This challenge is based on a problem described in D. Parnas, On the criteria to be used in decomposing systems into modules, and elaborated upon in J. Morris, Real Programming in Functional Languages.
Write a program or function which takes a list of book titles from stdin
or as an argument, in a reasonable, convenient format for your language. For example,
Green Sleeves
Time Was Lost
or
("Green Sleeves";"Time Was Lost")
Return or print to stdout
an alphabetized list of the keywords, showing their context within the original titles by enclosing each keyword in angle braces (<
and >
). As with input, output can be in a reasonable format which is convenient for your language- newline-separated lines, a list of strings, etc:
<Green> Sleeves
Time Was <Lost>
Green <Sleeves>
<Time> Was Lost
Time <Was> Lost
Titles will consist of a series of keywords separated by a single space.
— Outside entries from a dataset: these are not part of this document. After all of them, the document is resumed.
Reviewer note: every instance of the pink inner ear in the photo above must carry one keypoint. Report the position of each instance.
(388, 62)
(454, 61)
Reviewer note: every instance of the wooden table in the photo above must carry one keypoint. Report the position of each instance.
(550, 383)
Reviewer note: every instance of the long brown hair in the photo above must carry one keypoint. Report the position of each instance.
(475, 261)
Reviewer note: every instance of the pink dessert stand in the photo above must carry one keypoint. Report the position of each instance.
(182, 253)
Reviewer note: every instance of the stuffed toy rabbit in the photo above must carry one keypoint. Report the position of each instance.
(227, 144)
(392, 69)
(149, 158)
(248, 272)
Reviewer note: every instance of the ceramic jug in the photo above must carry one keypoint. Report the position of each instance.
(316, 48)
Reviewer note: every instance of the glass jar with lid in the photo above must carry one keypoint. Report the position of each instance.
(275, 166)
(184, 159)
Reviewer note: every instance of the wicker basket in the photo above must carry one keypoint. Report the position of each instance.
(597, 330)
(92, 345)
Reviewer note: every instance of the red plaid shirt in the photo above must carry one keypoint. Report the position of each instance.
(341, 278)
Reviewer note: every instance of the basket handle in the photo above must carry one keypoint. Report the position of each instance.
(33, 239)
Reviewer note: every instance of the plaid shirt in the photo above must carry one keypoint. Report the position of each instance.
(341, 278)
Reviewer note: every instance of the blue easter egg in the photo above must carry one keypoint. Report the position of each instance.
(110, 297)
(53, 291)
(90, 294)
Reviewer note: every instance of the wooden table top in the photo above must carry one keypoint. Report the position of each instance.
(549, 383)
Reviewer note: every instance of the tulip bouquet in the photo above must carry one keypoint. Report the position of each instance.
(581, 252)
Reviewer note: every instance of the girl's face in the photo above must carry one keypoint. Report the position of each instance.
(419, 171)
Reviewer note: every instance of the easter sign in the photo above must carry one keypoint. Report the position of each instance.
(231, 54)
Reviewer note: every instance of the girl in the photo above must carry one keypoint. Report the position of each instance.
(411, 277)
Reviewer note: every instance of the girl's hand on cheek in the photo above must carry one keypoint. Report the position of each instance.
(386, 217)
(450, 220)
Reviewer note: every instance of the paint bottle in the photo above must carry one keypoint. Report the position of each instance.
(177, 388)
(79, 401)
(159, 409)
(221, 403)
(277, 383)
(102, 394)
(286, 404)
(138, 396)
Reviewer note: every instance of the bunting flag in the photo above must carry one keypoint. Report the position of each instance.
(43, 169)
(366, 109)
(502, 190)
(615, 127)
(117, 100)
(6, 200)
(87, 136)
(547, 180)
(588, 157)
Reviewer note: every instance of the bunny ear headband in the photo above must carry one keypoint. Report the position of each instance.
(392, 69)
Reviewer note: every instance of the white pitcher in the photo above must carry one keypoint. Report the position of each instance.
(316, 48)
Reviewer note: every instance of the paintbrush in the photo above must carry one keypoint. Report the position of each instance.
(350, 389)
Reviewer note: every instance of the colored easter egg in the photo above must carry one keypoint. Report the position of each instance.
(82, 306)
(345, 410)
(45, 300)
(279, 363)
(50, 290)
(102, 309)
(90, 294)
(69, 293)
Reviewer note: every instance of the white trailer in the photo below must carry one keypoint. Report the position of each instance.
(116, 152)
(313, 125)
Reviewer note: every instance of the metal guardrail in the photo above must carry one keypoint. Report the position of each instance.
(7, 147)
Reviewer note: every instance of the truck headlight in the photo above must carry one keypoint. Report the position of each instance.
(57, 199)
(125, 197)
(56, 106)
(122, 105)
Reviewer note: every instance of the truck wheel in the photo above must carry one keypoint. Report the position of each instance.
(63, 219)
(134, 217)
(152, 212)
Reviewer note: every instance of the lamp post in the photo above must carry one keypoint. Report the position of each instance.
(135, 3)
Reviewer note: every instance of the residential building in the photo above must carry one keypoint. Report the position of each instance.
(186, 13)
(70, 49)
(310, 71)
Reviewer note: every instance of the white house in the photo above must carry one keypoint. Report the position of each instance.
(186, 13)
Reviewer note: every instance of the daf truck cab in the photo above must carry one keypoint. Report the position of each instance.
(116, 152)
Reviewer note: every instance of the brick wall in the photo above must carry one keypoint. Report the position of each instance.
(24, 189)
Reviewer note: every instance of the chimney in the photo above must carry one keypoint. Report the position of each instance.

Keywords will contain only alphabetic characters. Keywords are to be sorted lexicographically. Titles will be unique, and keywords will be unique within each title but the same keyword may exist in several titles. If a keyword exists in more than one title, the output should list each appearance in an arbitrary order. For example, given this input:
A Dugong
A Proboscis
A valid output would be either:
<A> Proboscis
<A> Dugong
A <Dugong>
A <Proboscis>
Or:
<A> Dugong
<A> Proboscis
A <Dugong>
A <Proboscis>
This is code-golf- the winner is the shortest solution in bytes. Standard loopholes are disallowed.